UK football may have a gem in Ga. recruit

Herald-Leader Sports ColumnistFebruary 2, 2010 

When Raymond Sanders — a 5-foot-7 running back whose other scholarship offers were Marshall, Toledo, Air Force, Louisiana Tech and East Carolina — committed to Kentucky last August, the UK message boards were not exactly gleeful.

So-so recruit. I believe that Brooks and staff could have done better.

We are in the SEC and we are competing with Marshall, Toledo and ECU for recruits?

In the fickle, manic-depressive world of recruiting, it is amazing how quickly 'Who?' can turn into 'Wow!'

Of the present recruits committed to sign with Kentucky and new head coach Joker Phillips Wednesday, the first day of college football's national signing period, the one generating the most buzz now is ... Raymond Sanders.

For the Stone Mountain, Ga., product, the tipping point where 'Who?' became 'Wow!' was Oct. 16, 2009.

That evening, ESPNU televised a showdown of unbeaten Georgia high school powers Martin Luther King High School and Sanders' Stephenson High.

It was a game filled with high-voltage star power. Mack Brown, MLK's star running back, is a Florida commitment. Stephenson standout defensive tackle Mike Thornton is one of the most sought-after prospects in the South.

In all, there likely were more than 20 future Division I football players on the field. Then-Tennessee coach Lane Kiffin flew in for the game in a helicopter.

Amid all the big hype, it was the little guy who stood tall. Sanders ran for 135 yards and two touchdowns and led the Jaguars to a 20-0 win.

Just like that, Raymond Sanders, Who? became Raymond Sanders, Wow!

"My coach told me all that week to go out and show I was the best running back in the state," Sanders said last week. "Being on TV and everything, that was pretty fun. I was excited."

In the aftermath of that game, ESPN southeast recruiting blogger JC Shurburtt proclaimed Sanders "one of the more underrated recruits heading to the Southeastern Conference."

Kiffin was impressed enough that he dispatched Tennessee coaches to Stephenson High to try to talk with Sanders. Florida State, Georgia Tech and Clemson suddenly had eyes for Sanders, too.

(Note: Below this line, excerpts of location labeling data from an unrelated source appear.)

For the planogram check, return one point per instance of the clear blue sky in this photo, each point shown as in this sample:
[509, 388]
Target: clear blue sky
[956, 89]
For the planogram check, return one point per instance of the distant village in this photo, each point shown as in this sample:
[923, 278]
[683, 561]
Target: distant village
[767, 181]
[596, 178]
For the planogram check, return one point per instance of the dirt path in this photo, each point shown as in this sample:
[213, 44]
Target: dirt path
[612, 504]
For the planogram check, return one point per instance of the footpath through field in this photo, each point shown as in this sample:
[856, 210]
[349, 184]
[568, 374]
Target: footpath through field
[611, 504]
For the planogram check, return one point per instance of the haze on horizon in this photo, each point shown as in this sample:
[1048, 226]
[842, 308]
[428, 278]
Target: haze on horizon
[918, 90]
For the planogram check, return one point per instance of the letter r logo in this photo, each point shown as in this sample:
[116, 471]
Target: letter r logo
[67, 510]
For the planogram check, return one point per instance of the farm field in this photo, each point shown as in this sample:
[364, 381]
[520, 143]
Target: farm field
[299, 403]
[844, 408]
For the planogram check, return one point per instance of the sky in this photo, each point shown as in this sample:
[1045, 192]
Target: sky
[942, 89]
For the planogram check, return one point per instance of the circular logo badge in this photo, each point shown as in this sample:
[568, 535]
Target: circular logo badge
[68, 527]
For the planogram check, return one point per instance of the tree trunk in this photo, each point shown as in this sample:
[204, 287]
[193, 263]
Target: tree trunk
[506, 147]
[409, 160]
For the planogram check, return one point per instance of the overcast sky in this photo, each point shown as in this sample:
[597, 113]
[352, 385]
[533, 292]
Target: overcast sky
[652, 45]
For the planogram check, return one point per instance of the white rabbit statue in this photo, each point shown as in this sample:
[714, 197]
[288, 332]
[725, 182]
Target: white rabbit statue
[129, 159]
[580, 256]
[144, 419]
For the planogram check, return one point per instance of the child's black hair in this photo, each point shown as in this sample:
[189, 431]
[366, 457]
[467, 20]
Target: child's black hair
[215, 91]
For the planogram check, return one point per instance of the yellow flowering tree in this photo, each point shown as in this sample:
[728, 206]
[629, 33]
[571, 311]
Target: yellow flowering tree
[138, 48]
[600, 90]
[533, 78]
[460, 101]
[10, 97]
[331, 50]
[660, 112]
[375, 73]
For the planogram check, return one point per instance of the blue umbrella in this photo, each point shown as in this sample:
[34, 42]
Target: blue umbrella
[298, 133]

"After that game on national TV, he had a lot of big football schools calling," says Corey Johnson, a Stephenson assistant coach who handles most of the recruiting logistics for the school (which will have nine players sign Division I scholarships Wednesday). "And he held firm with Kentucky, wouldn't even talk to schools, because he felt like he'd found a place where he'd be appreciated."

Before he committed to UK on Aug. 2, Raymond Sanders says his high school coaches and his parents quizzed him. What if this school or that school comes in later, would you still want to go to Kentucky?

"The more I thought about it, I knew Kentucky was the right fit for me," Sanders said. "I just appreciated how Kentucky came in early and believed in me before a lot of other schools did."

According to family lore, there's always been a certain clarity in Raymond Sanders' decision making.

Though the running back's father (also named Raymond) had played football at Western Carolina, when the UK recruit was a little boy, his family had him playing soccer.

One day, a youth football coach saw Raymond running and asked if he'd be interested in trying a new sport.

"We took him by the football field, he noticed the cheerleaders and said he wanted to play football because there were girls there," Carla Sanders, the player's mom, says with a laugh. "He was only 8 or 9. We kid him that he became a football player because of girls."

Getting Raymond Sanders to commit to Kentucky has proven a boon for the Blue. When UK's Phillips went to watch him, he found two other Stephenson players, linebacker Jabari Johnson and receiver Ronnie Shields, worthy of Cats' scholarship offers.

When the three made their official visits to Kentucky last month, the highly recruited Thornton came along. The 6-2, 280-pound defensive lineman is ranked the No. 3 prospect in the state of Georgia by the Atlanta Journal-Constitution.

"We're pretty close," Sanders says of his relationship with Thornton. "Mike, it looks like it's us (Kentucky), Georgia and Penn State. Hopefully, on signing day, he'll decide he wants to play four more years with us (his Stephenson teammates bound for UK) and we'll reel him in."

In Sanders, UK appears to have reeled in another potential big-impact player in a small package. In recent years, Kentucky has made its living off such playmakers — think Rafael Little, Derrick Locke and Randall Cobb.

"I think he fits the scheme there really well," says Johnson, the Stephenson assistant. "People want to put this 'scatback tag' on him, but he runs hard. He can impact games as a runner, a receiver and on special teams."

Sanders says he presently stands 5-71/2 and weighs 184 pounds. He runs the 40-yard dash consistently at 4.4 and says he was timed at 4.31 at a camp at the University of Georgia.

The homestate Bulldogs "didn't think I was big enough," Sanders said. "But it's like my mom always says: It's not the size of the dog in the fight; it's the size of the fight in the dog."

Raymond Sanders has already shown enough fight to go from Who? to Wow!